The urgent quality of these “Dear P” poems, written in first person, set off the Barbie Chang poems and increase the depth of the collection as a whole. Poetry collections tend to have a shape, this one mirrors the subject matter of the circle in its form. Towards the end of the collection “Barbie Chang is done worshipping the Circle” and works to build her own circle, her own hero’s journey is drawing to a completion, even though Chang insists that the grieving are wrongly named heroes.
A mother’s journey, another kind of heroic journey, is the propelling force behind this narrative. Even after death, the mother’s journey continues within the daughter. Victoria Chang’s luminous collection concludes, “the wind will fill you up with my words….until you recognize / yourself until you see that every woman / begins and ends with another woman.” Women are connected with women in the most intimate ways, what we make of those connections defines us.
Through Victoria Chang’s faultless ear, Barbie Chang is given a dynamic voice that ponders the confines of identity, gender, race, motherhood, daughterhood, and in some of the most heartbreaking and humorous sections of the book romantic love. Barbie Chang navigates her wavering feelings for Mr. Darcy, a man more difficult than any Ken could be, as she questions the shapelessness of this continually failing love. Barbie Chang wonders, “Is it rude for Barbie Chang to tell men / she doesn’t love them / just the idea of them,” the love she fells itself is suspect, she worries about the possible inauthenticity of that love. This love will always be faultier and more fragile than the love she feels for her child.
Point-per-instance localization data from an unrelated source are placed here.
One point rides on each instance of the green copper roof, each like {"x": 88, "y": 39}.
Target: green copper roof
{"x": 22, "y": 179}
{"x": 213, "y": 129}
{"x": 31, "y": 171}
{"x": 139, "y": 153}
Barbie Chang’s vulnerability, her fear of becoming invisible to men, to women, to her own children, within the literary world, at work, amid groups of white people, and after her parent’s passing is at the forefront of this collection. Though she fears invisibility it is through her voice she appears to us with remarkable clarity, a character of lasting qualities. I suspect this book will be read for many years to come in homes and in classrooms.
Copper Canyon Press
Brunch: I was out in Lincoln Square, an old immigrant neighborhood in Chicago where one can find a number of cultural influences. The bakery I wanted to visit was closed that day, so I was pleasantly surprised to find a pastry counter at Gene’s Sausage Shop, which has all kinds of European imports items. I picked up a chocolate mousse cake which I promptly ate and this traditional layered Hungarian cake which was, I must admit, also quite delicious.